Page 9 of Fuzzy Nation


  “She really is like a cat,” Holloway said. The conversation he was having with Isabel had gone bad quickly. Holloway was ready to dump it and start a new one.

  “She’s really not,” Isabel said. “That’s what I had wanted to talk to you about, before you started hammering on me about Carl and we got sidelined.”

  “Sorry about that,” Holloway said. “That’s a small, immediate apology. I had a meeting with Wheaton Aubrey the Seventh, and it was brought up.”

  “I take it the meeting didn’t go well, then,” Isabel said.

  “No,” Holloway said. “He condescended to me, I was antagonistic to him, he made a dismissive offer couched in contempt, I threw it back in his face and promised legal action if he tried to cross me again.”

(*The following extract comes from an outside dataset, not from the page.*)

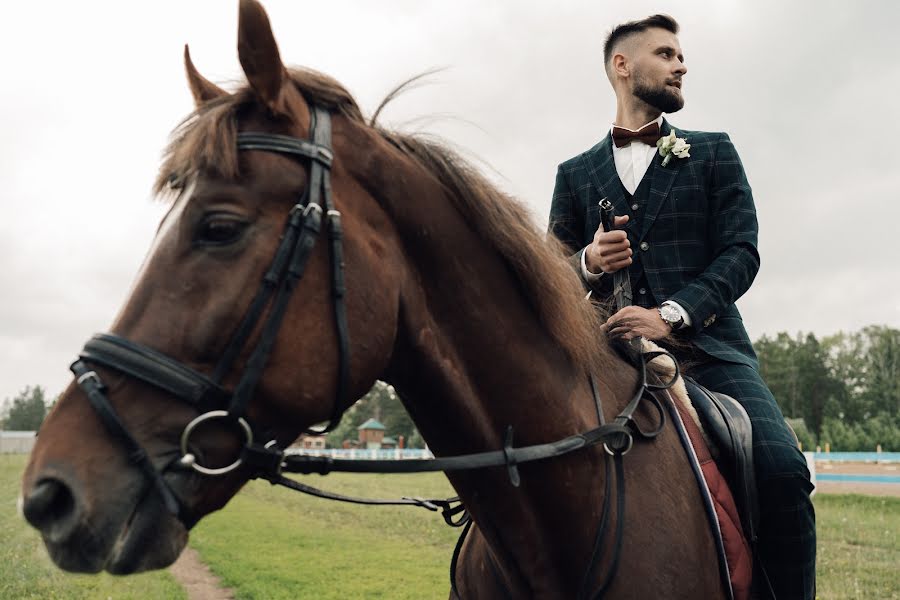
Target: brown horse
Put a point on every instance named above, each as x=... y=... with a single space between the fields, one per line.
x=451 y=295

  “So, the usual with you,” Isabel said.

  “I suppose,” Holloway said.

  “The more I know you, the more I realize why you live hundreds of kilometers from anyone else,” Isabel said.

  “Let’s get back to the thing you wanted to talk about,” Holloway said. He started walking toward the cabin; he wanted a beer.

  “All right,” Isabel said. “These fuzzys. These animals you’ve discovered. I’m starting to wonder if they are animals.”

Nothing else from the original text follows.